Todas las miradas de los Salvajes cayeron sobre Jiang He, mientras Wang Hou y Pei Donglai lo miraban boquiabiertos.
En realidad, Wang Hou tenía la corazonada de que Jiang He efectivamente había matado al Rey Dragón Negro cuando aquel Panjolin proyectó la imagen de Jiang He con sus poderes espirituales…
pero la confesión de Jiang He seguía siendo bastante impactante.
—¡Imposible!
Uno de los Salvajes rugió furioso.
—¿Cómo podría un simple rango ocho matar al Rey Dragón Negro?
—¡Tu élite humana debe haber usado algún truco!
Molesto, el ceño de Jiang He se frunció ante eso.
¿Con quién creía esa bestia que estaba hablando?
—Efectivamente maté al Rey Dragón Negro, y debo decir que aunque recientemente había ascendido a Rey Feral, era extremadamente poderoso.
Tuve que sangrar mientras luchábamos a muerte, destrozándonos mutuamente durante una docena de minutos antes de que finalmente lo matara.

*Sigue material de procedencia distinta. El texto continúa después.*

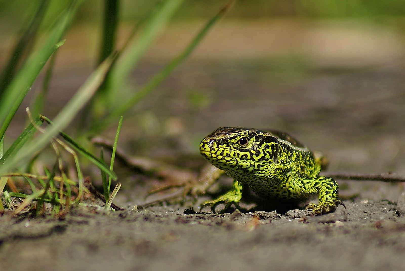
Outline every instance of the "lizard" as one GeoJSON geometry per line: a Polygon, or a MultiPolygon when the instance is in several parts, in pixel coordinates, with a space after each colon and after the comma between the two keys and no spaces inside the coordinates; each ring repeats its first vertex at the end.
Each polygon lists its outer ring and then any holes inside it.
{"type": "Polygon", "coordinates": [[[205,201],[202,208],[224,203],[240,209],[243,185],[264,199],[305,202],[319,195],[318,204],[306,209],[312,214],[334,211],[344,205],[338,199],[339,188],[332,178],[320,176],[326,165],[323,156],[314,154],[288,134],[253,128],[222,127],[205,137],[200,145],[204,158],[234,179],[231,190],[205,201]]]}

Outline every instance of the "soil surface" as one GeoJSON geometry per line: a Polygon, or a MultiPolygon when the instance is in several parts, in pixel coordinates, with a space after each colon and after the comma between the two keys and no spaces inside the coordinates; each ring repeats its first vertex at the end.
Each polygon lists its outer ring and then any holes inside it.
{"type": "MultiPolygon", "coordinates": [[[[126,120],[119,145],[139,156],[196,157],[186,163],[196,172],[199,141],[218,127],[271,128],[322,151],[331,172],[405,175],[403,66],[292,62],[192,59],[126,120]]],[[[161,66],[145,60],[136,83],[161,66]]],[[[55,105],[81,83],[80,72],[55,73],[55,105]]],[[[124,211],[82,205],[63,219],[0,217],[0,270],[403,270],[402,184],[338,180],[346,209],[318,216],[301,209],[222,214],[200,211],[209,196],[134,209],[158,181],[123,173],[115,202],[124,211]]]]}

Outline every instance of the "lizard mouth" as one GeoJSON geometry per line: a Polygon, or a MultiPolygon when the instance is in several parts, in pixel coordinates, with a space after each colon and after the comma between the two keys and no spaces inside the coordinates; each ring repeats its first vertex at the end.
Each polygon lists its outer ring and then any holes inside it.
{"type": "Polygon", "coordinates": [[[222,155],[217,154],[211,152],[204,150],[201,150],[201,154],[205,158],[221,164],[226,164],[228,162],[230,162],[232,161],[234,161],[235,160],[247,161],[249,163],[252,164],[257,163],[262,164],[269,163],[268,162],[265,161],[255,161],[251,159],[244,158],[243,157],[232,157],[230,156],[224,156],[222,155]]]}

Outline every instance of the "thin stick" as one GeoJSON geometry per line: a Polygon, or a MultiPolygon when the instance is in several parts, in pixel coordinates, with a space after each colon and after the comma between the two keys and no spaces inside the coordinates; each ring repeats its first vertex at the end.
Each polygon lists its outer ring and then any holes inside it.
{"type": "Polygon", "coordinates": [[[346,173],[325,173],[328,177],[337,180],[354,180],[356,181],[379,181],[386,183],[405,182],[405,177],[396,173],[387,172],[381,174],[352,174],[346,173]]]}

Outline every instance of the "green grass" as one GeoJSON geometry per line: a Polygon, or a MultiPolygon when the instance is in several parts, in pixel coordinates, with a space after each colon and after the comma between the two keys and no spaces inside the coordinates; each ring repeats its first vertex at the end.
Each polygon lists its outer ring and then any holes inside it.
{"type": "MultiPolygon", "coordinates": [[[[85,183],[90,181],[85,179],[82,172],[83,164],[81,161],[83,158],[100,169],[105,208],[109,209],[112,200],[121,187],[119,183],[110,195],[111,181],[117,179],[113,169],[115,150],[122,123],[122,115],[126,115],[130,109],[155,89],[187,58],[209,30],[229,9],[234,1],[227,3],[207,22],[195,38],[185,45],[182,52],[145,85],[134,92],[132,97],[126,99],[128,102],[116,107],[113,104],[110,106],[109,98],[120,96],[123,89],[125,91],[130,87],[126,83],[130,73],[153,41],[164,31],[165,26],[183,0],[164,0],[160,2],[135,24],[134,31],[128,36],[124,46],[117,50],[115,46],[119,23],[120,1],[106,0],[104,34],[98,45],[100,50],[99,63],[73,97],[51,121],[39,114],[47,106],[45,99],[57,58],[55,52],[63,46],[63,37],[74,21],[75,16],[83,2],[66,1],[66,6],[61,10],[58,18],[47,26],[44,24],[49,21],[49,19],[44,18],[49,18],[48,13],[54,13],[55,10],[52,8],[51,11],[49,10],[49,6],[52,5],[49,4],[49,0],[38,1],[37,10],[33,13],[31,21],[23,27],[23,34],[13,50],[9,62],[1,72],[0,193],[4,191],[1,199],[6,203],[6,208],[5,209],[2,204],[0,204],[0,213],[9,209],[12,209],[9,211],[12,215],[35,209],[36,215],[40,215],[49,212],[48,210],[50,209],[50,212],[55,216],[64,215],[82,201],[83,195],[90,192],[85,183]],[[48,30],[41,32],[40,30],[43,28],[48,30]],[[41,38],[39,38],[40,34],[43,36],[41,38]],[[49,64],[45,72],[41,90],[32,98],[31,103],[33,105],[34,119],[32,119],[27,109],[30,124],[18,137],[13,140],[10,146],[4,148],[4,138],[9,125],[47,62],[49,64]],[[97,99],[95,99],[96,97],[97,99]],[[74,139],[62,130],[66,128],[85,107],[86,115],[90,116],[91,120],[100,119],[100,116],[111,116],[102,121],[93,122],[94,124],[90,126],[85,124],[86,122],[82,122],[82,126],[79,127],[80,133],[77,135],[76,139],[74,139]],[[101,111],[100,108],[103,109],[101,111]],[[45,126],[44,122],[48,124],[45,128],[43,127],[45,126]],[[104,162],[102,150],[100,158],[93,154],[94,148],[89,144],[87,137],[97,134],[117,122],[119,122],[118,127],[108,166],[104,162]],[[43,150],[48,146],[53,150],[55,162],[51,166],[43,161],[49,160],[49,156],[51,155],[49,153],[42,154],[43,150]],[[47,159],[44,159],[44,156],[47,159]],[[73,163],[69,162],[71,160],[68,158],[69,156],[72,157],[73,163]],[[42,165],[41,172],[37,172],[32,166],[36,163],[42,165]],[[67,175],[66,172],[72,172],[67,168],[74,168],[74,174],[71,173],[69,176],[67,175]],[[23,168],[27,169],[28,172],[24,172],[21,169],[23,168]],[[30,190],[32,193],[26,194],[18,191],[22,188],[20,187],[20,184],[19,185],[19,188],[16,188],[14,185],[13,180],[15,178],[21,180],[26,184],[25,188],[30,190]],[[10,183],[10,189],[17,190],[12,192],[5,190],[8,181],[10,183]],[[21,199],[22,201],[17,207],[13,207],[11,203],[15,198],[21,199]]],[[[116,102],[123,103],[122,101],[116,102]]]]}

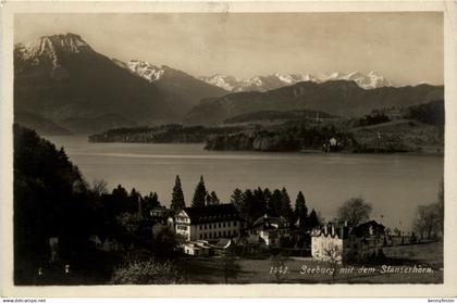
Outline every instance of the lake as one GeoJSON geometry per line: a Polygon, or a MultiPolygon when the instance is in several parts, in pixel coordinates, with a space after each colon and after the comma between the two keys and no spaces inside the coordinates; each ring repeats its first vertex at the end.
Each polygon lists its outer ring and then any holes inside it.
{"type": "Polygon", "coordinates": [[[206,151],[203,144],[89,143],[87,137],[48,137],[63,146],[88,182],[103,179],[141,194],[156,191],[170,205],[176,175],[186,204],[203,176],[207,190],[222,202],[235,188],[285,187],[295,204],[301,190],[308,209],[332,219],[351,197],[373,206],[371,217],[390,227],[410,229],[416,207],[435,202],[443,156],[406,154],[321,154],[206,151]]]}

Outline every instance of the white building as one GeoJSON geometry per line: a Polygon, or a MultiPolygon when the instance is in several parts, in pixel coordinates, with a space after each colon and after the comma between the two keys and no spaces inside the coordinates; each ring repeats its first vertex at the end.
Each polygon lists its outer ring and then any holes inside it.
{"type": "Polygon", "coordinates": [[[185,207],[175,215],[175,232],[187,241],[239,236],[242,219],[233,204],[185,207]]]}
{"type": "Polygon", "coordinates": [[[250,235],[256,235],[268,247],[280,247],[281,238],[288,238],[291,227],[284,217],[261,216],[252,224],[250,235]]]}
{"type": "Polygon", "coordinates": [[[324,225],[311,231],[311,256],[338,262],[363,260],[379,255],[384,242],[384,226],[374,220],[354,228],[324,225]]]}

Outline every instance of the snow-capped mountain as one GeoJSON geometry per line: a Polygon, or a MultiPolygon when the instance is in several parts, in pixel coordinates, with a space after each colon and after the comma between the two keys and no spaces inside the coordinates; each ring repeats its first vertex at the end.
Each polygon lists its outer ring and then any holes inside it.
{"type": "Polygon", "coordinates": [[[300,81],[325,83],[331,80],[348,80],[355,81],[359,87],[363,89],[393,86],[390,80],[376,75],[374,72],[370,72],[367,75],[360,72],[353,72],[349,74],[334,72],[319,74],[317,76],[310,74],[273,74],[268,76],[255,76],[248,79],[236,78],[233,76],[214,75],[211,77],[201,77],[200,79],[232,92],[250,90],[267,91],[283,86],[294,85],[300,81]]]}
{"type": "Polygon", "coordinates": [[[78,35],[44,36],[14,47],[14,60],[20,63],[15,68],[46,66],[52,78],[66,78],[69,72],[62,67],[62,59],[71,54],[84,55],[87,53],[92,54],[95,51],[78,35]]]}
{"type": "Polygon", "coordinates": [[[131,60],[126,63],[128,70],[150,83],[160,80],[165,73],[164,66],[158,67],[146,61],[131,60]]]}
{"type": "Polygon", "coordinates": [[[330,74],[322,74],[318,78],[321,83],[329,81],[329,80],[355,81],[359,87],[363,89],[373,89],[373,88],[379,88],[379,87],[394,86],[390,80],[387,80],[383,76],[376,75],[373,71],[371,71],[367,75],[360,72],[353,72],[349,74],[343,74],[343,73],[336,72],[336,73],[330,73],[330,74]]]}

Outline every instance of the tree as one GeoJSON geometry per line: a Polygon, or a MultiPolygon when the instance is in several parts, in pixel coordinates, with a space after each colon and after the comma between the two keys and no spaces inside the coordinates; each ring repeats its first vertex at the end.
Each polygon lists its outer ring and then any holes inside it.
{"type": "Polygon", "coordinates": [[[299,228],[306,228],[306,222],[308,219],[308,207],[306,206],[305,195],[301,191],[298,192],[297,199],[295,200],[295,218],[299,222],[299,228]]]}
{"type": "Polygon", "coordinates": [[[176,176],[172,193],[172,202],[170,206],[173,211],[182,210],[186,207],[186,202],[184,201],[184,193],[181,187],[180,176],[176,176]]]}
{"type": "Polygon", "coordinates": [[[281,215],[292,225],[294,223],[294,212],[292,211],[291,198],[284,187],[281,190],[281,215]]]}
{"type": "Polygon", "coordinates": [[[308,217],[308,224],[307,224],[307,227],[308,227],[309,229],[312,229],[312,228],[314,228],[314,227],[319,226],[320,224],[321,224],[321,223],[320,223],[320,220],[319,220],[319,216],[318,216],[318,214],[316,213],[314,209],[312,209],[312,210],[311,210],[311,213],[309,214],[309,217],[308,217]]]}
{"type": "Polygon", "coordinates": [[[107,184],[106,180],[95,179],[92,181],[92,186],[91,186],[90,190],[97,197],[100,197],[102,194],[107,194],[108,193],[108,184],[107,184]]]}
{"type": "Polygon", "coordinates": [[[149,212],[153,207],[160,207],[160,201],[157,192],[151,191],[144,198],[144,209],[145,211],[149,212]]]}
{"type": "Polygon", "coordinates": [[[279,189],[275,189],[271,194],[270,200],[267,202],[267,213],[270,216],[279,217],[281,214],[281,200],[282,193],[279,189]]]}
{"type": "Polygon", "coordinates": [[[131,212],[131,213],[141,213],[143,212],[143,210],[140,207],[143,198],[141,198],[141,194],[138,191],[136,191],[135,188],[132,188],[131,195],[129,195],[128,200],[129,200],[128,212],[131,212]]]}
{"type": "Polygon", "coordinates": [[[236,279],[240,266],[236,263],[235,252],[232,248],[226,249],[221,256],[224,281],[228,283],[228,278],[236,279]]]}
{"type": "Polygon", "coordinates": [[[212,205],[215,205],[215,204],[220,204],[221,203],[221,201],[218,198],[218,194],[215,194],[215,191],[211,191],[211,193],[209,194],[209,197],[210,197],[210,203],[212,205]]]}
{"type": "Polygon", "coordinates": [[[233,191],[230,201],[232,202],[233,205],[235,205],[235,207],[239,211],[242,203],[244,200],[244,194],[243,191],[239,188],[235,188],[235,190],[233,191]]]}
{"type": "Polygon", "coordinates": [[[338,219],[348,226],[357,226],[370,218],[372,207],[362,198],[351,198],[338,209],[338,219]]]}
{"type": "Polygon", "coordinates": [[[193,207],[205,206],[205,199],[207,197],[207,188],[205,187],[203,176],[200,176],[200,181],[195,188],[194,198],[192,200],[193,207]]]}
{"type": "Polygon", "coordinates": [[[114,272],[112,285],[177,285],[185,281],[184,275],[170,261],[135,262],[114,272]]]}
{"type": "Polygon", "coordinates": [[[419,205],[416,211],[413,230],[421,239],[436,239],[441,237],[443,216],[439,203],[419,205]]]}

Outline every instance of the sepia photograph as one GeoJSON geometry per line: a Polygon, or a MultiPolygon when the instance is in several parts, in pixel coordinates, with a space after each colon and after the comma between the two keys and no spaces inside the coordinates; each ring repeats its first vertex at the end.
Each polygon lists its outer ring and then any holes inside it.
{"type": "Polygon", "coordinates": [[[444,18],[15,13],[13,285],[443,285],[444,18]]]}

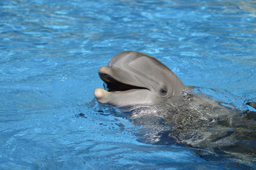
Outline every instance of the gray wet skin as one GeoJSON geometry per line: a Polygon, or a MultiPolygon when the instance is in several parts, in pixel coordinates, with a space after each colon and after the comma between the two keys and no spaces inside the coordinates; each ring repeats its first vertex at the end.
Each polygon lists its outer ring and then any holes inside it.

Jiang He parecía tener cierto temor residual, y exhaló un largo suspiro, diciendo:
—¡Casi no logro regresar!
¡Esas palabras fueron pronunciadas desde el corazón sin falsedad alguna!
Si el Rey Dragón Negro hubiera tenido el doble de su propia fuerza, él habría sido quien muriera.
—¡Tú!
El Rey Feral que habló —un águila negra gigante que circulaba en los cielos tenía una envergadura de alas de cien metros, provocando ciclones cada vez que batía sus alas.
Sus ojos eran oscuros y dorados y sus garras vagamente doradas también.
También había un círculo de plumón dorado sobre su cabeza que se asemejaba a una corona dorada.
Entonces, chillando agudamente, abrió bruscamente su hocico, liberando un resplandor dorado desde lo alto.
Pei Donglai desenvainó su espada y estaba a punto de atacar, pero Wang Hou negó con la cabeza, deteniéndolo.
A su lado, el rostro de Jiang He se ensombreció.
Sintió un peligro tremendo proveniente del resplandor dorado.
Aun así, ¡elevó su aura al máximo en prácticamente una fracción de segundo!
El furioso Qi Verdadero se desbordó sobre el cuerpo de Jiang He mientras se materializaba la silueta de cinco soles, con las proyecciones de un dragón elevándose y un elefante trompeteando a los cielos.
Al mismo tiempo, una luz dorada brilló desde su cuerpo mientras una veta de Qi Innato lo protegía.
¡Boom-crack!
Jiang He, por lo tanto, atacó directamente el resplandor dorado.
¡El Tercer Pliegue de la Hoja de Trueno Nueve Veces!
Potenciado con la voluntad del trueno, el poder del golpe aumentó enormemente, con el corte de trueno de treinta metros de largo rasgando el aire y golpeando el resplandor dorado.
Crack.
Aunque el corte de trueno se hizo añicos inmediatamente, el resplandor dorado se agrietó, su velocidad disminuyendo ligeramente aunque continuó su descenso.
Aun así, después de que el primer corte de trueno golpeara, llegó el segundo corte, seguido por un tercero, un cuarto y un quinto…
Jiang He desató nueve cortes en rápida sucesión, finalmente destrozando ese resplandor dorado.
Cuando terminó, tosió un bocado de sangre, el retroceso causado por la colisión entre sus cortes y el resplandor dorado lo había herido.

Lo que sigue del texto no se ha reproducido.